The interesting question is why the challenges to vaccine mandates have failed so dismally thus far. After all, Republican judges have not been shy about second-guessing COVID responses taken by state governments. The Supreme Court has struck down COVID orders issued by the governments of New York and California on religious-freedom grounds, and Republican-controlled state courts in Michigan and Wisconsin have done even more to constrain the pandemic response of Democratic governors. Why have challenges to vaccine mandates played out differently?
One obvious reason is that, despite rhetoric suggesting that vaccine mandates are an unprecedented attack on medical privacy, they are actually a routine part of American life. I had to get a measles shot before taking my current job at a public university, and this is hardly unusual. As Easterbrook observed in his opinion, requirements to get vaccinated against diseases like “measles, mumps, rubella, diphtheria, tetanus … and more” are “common requirements of higher education.” Indiana was one of the countless universities that already required proof of these vaccinations, with narrow exceptions. Judges ruling mandatory vaccinations unconstitutional, in other words, would wreak havoc on long-standing and common practices in a way that striking down regulations unique to the COVID-19 pandemic would not. And even conservative judges are unlikely to want to risk their children getting chicken pox or whooping cough to own the libs.
The larger issue here is that vaccine requirements have long been common and legal because the argument that vaccines represent solely a “personal medical decision” is a relatively novel one that collapses upon the slightest scrutiny. To state the obvious, vaccination needs to be collective to work. No vaccine provides perfect protection; getting to herd immunity or something close to it requires vaccination to be widespread enough to prevent outbreaks. Saying that you have a “right” not to be vaccinated makes exactly as much sense as saying that you have a “right” to drive under the influence of fentanyl or to ignore traffic signals. Your decision not to get vaccinated puts others at risk, not just yourself, and ensuring mass vaccination to stop pandemics is exactly the kind of collective-action problem government exists to address.

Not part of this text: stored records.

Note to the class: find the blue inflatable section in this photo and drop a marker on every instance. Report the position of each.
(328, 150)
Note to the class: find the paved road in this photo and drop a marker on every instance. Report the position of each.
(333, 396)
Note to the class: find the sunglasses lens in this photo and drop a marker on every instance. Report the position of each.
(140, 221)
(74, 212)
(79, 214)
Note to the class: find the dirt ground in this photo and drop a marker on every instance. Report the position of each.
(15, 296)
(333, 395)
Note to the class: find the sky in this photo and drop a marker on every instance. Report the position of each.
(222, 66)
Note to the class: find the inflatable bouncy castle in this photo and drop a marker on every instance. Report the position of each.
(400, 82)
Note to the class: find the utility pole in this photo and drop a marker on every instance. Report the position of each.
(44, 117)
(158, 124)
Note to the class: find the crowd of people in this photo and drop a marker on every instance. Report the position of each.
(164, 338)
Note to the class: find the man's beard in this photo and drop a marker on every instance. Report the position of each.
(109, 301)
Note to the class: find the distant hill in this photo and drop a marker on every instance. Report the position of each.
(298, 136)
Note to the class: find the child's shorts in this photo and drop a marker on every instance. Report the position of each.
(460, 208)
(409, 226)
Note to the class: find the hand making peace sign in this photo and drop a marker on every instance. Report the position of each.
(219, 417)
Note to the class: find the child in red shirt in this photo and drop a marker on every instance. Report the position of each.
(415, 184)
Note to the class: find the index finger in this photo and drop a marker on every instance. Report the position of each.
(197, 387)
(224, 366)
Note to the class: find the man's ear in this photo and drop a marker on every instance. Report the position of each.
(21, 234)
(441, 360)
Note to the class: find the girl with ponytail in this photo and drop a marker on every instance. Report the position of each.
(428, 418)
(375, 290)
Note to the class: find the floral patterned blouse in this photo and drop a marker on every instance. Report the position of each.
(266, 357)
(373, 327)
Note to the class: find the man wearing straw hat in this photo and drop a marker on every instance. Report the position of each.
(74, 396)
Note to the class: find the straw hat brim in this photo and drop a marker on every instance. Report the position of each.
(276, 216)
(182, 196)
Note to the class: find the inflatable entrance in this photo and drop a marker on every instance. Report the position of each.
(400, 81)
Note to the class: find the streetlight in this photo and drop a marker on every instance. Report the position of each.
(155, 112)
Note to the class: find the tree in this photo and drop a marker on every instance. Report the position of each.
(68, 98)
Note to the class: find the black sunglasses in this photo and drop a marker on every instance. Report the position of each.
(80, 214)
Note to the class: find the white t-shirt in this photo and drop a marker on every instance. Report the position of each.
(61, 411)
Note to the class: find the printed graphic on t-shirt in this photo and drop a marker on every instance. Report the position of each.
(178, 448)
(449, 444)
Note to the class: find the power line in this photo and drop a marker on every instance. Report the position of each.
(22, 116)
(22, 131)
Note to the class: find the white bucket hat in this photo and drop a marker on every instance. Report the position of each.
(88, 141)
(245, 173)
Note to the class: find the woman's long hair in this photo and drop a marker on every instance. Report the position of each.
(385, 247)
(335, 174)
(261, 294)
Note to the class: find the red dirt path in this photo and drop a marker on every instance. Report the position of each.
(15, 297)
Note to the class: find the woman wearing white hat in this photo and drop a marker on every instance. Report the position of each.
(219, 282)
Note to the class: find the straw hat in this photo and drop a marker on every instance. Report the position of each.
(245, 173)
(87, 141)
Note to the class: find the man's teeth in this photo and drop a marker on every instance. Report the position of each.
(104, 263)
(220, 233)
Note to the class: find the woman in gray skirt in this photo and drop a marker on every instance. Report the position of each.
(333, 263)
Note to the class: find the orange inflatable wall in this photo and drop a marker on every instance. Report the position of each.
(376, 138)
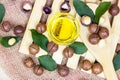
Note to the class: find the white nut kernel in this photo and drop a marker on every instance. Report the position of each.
(11, 41)
(86, 20)
(101, 43)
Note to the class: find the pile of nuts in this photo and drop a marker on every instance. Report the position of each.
(37, 69)
(95, 67)
(97, 32)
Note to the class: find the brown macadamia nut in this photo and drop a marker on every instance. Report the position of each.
(38, 70)
(103, 32)
(86, 65)
(97, 68)
(68, 52)
(93, 28)
(34, 49)
(52, 47)
(19, 30)
(94, 38)
(28, 62)
(41, 27)
(114, 10)
(6, 26)
(63, 70)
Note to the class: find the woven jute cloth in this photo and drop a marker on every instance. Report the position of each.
(11, 61)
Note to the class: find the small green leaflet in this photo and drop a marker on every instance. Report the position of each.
(116, 61)
(4, 41)
(2, 12)
(39, 39)
(47, 62)
(101, 9)
(83, 9)
(79, 47)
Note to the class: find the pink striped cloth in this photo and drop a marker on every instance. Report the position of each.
(11, 61)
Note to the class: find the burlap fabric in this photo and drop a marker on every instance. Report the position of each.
(11, 61)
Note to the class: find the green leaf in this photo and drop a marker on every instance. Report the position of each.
(101, 9)
(79, 47)
(2, 12)
(40, 39)
(116, 61)
(47, 62)
(4, 41)
(83, 9)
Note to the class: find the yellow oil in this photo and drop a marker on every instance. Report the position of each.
(63, 29)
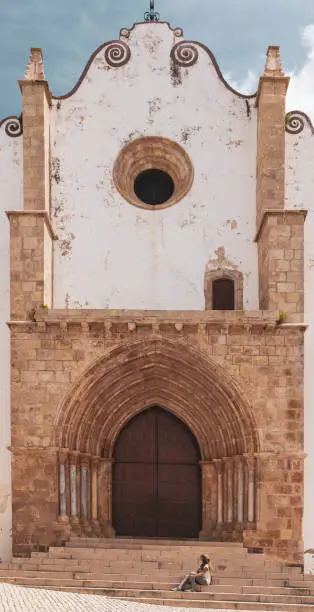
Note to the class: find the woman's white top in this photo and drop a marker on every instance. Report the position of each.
(207, 575)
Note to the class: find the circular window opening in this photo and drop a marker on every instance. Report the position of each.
(154, 187)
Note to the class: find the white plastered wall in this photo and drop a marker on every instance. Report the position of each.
(10, 199)
(111, 254)
(300, 194)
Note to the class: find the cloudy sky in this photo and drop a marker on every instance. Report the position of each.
(237, 31)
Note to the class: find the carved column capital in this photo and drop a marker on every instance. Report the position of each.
(73, 457)
(250, 461)
(84, 460)
(63, 456)
(218, 465)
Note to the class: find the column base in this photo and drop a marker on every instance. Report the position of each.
(107, 530)
(96, 528)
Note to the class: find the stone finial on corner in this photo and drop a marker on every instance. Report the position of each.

There is one potential issue lurking in Easterbrook’s opinion. One reason he found the case so easy is that Indiana University’s policy provided an exemption to religious objectors (which the Massachusetts law upheld in Jacobson did not). It is likely that a mandate that did not have a religious exemption would run afoul of the Roberts Court’s newly expansive definition of the free exercise clause, which has been the basis for its decisions striking down state COVID restrictions. This is not necessarily a major problem; narrowly drawn religious exemptions are common and have not been used as a basis for widespread evasion. Having said that, opposition to vaccines becoming a component of Republican identity politics is also a new development, so there is the potential for requirements for religious exemptions being abused to thwart vaccination drives that is worthy of concern.
But this is no reason for governments that think public health is more important than Tucker Carlson’s demagogic talking point du jour to preemptively concede. New York City should require its police officers to get vaccinated, just like it requires of its schoolteachers. It is the right decision from a public-health perspective as well as legally sound. And people who think that their petty, nihilistic resistance to getting vaccinated trumps the interests of the community do not belong in positions of public trust anyway.